他与皖北的清军纠缠多年,官道上的堡垒让他苦不堪言,从来没想过坚城硬垒居然能这么轻松就炸开来,以前打个几百人的小堡都要折损上百弟兄,也试过用好不容易收集而来的炸药试过,可是就是没用。

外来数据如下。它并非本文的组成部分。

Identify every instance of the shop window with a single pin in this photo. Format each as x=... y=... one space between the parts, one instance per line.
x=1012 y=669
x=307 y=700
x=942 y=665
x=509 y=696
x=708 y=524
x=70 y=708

现在倒好,太平军一顿火药下去,连半个时辰都不用就拿下来了。
“三十一检点好手段!”张乐行转头对着李峰抱拳,语气里的敬服比之前又多了几分,“有这炸墙的本事,以后沿线的石垒全是我们囊中之物!”
李峰笑了笑,没说话。
他知道经此一役,张乐行和这些捻军头领,只会更愿意跟自己合作,毕竟实打实的好处摆在眼前,比说多少空话都管用。
定远县城墙上的刘都司听见那声巨响的时候,痛苦地闭上了眼睛。
他知道,王家石垒已经无救了。
他扶着垛口,已在寒风中站了两个多时辰,双脚早已麻木,几乎失去知觉。
baozha声炸裂夜空的刹那,他猛地怒吼一声,拔出腰间佩刀,“哐当”一声狠狠劈在城垛上,火星四溅。
“大人!大人!”一名探马连滚带爬冲上城墙,脸色惨白如纸,“五里外发现大队人马,看旗号——有太平军的骑兵!还有大批捻军!”
刘都司深吸一口气,手指死死扣住冰冷的砖石,才勉强稳住身形。
后背的冷汗早已浸透棉袍,黏腻冰凉。
他心中雪亮:果然是个圈套!
若非自己心存疑虑,未曾贸然出城救援,此刻怕早已被敌骑围困,尸首分离,脑袋说不定已悬于敌营旗杆之上。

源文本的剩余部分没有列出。